Science fiction and nonfiction struggle with at least two post-human visions. I'll call one the Isaac Asimov vision (in his Foundation series or I-Robot books).  Star Wars and Star Trek follow in this vision where humanity while stretched throughout the universe still has to deal with its limitations and moral struggles. And then there is the George Orwell vision where technological progress has triumphed over freedom and people can be happy by letting go their ability to rebel. The Matrix is such a place (as long as you don't take the blue pill). The Minority Report and Inception shows how we can conquer free will.  (Which in any case I think is an inadequate metaphor that should be rejected and replaced).

The Happy Garden, Paradise Regained, or Heaven, is the transcendent place with transcendent entities where there is no conflict, no tension, no pain, no evil, no death, and no thinking to which I say "no thanks!" Is this what we are trying to attain in our religion, our science, and our technology? Well not me! If this is the post human world, I reject it! I much prefer Terry Prachett's "Discworld" with its goblins, werewolves, and gods. I do hope that our post-human species continues to have the criteria for thinking that I have enunciated above.
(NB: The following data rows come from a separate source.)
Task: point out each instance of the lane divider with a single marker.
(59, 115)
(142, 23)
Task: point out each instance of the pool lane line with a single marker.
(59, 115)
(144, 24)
There is, I believe, a moral imperative that comes from our thinking about thinking. And that after all is the purpose of all these reflections and blogs. I express it in a tautology: Do and be better. This is more than a tautology if we go behind the expressed through categories to the act of expressing them. I mean Hofstadter's "strange loop" that we are--a looping back and forth between our human expressing and our expressed environment. The imperative is to exist by living out and using our bodies to both enjoy and protect our world and each other. The imperative is to transcend by promoting critical thinking that uses categories to surpass categories towards greater and more inclusive understanding of the universe and each other. The imperative is to act in such a way that human existence and transcendence is preserved, celebrated, enjoyed, and, yes, enhanced in the here and now moment of this act.

Our vocation is to build a post-human world that will be more human than ever.

(That would be the world of the Anti-Christ or New Adam in Terry Prachett's and Neil Gaiman's Good Omens (check out here).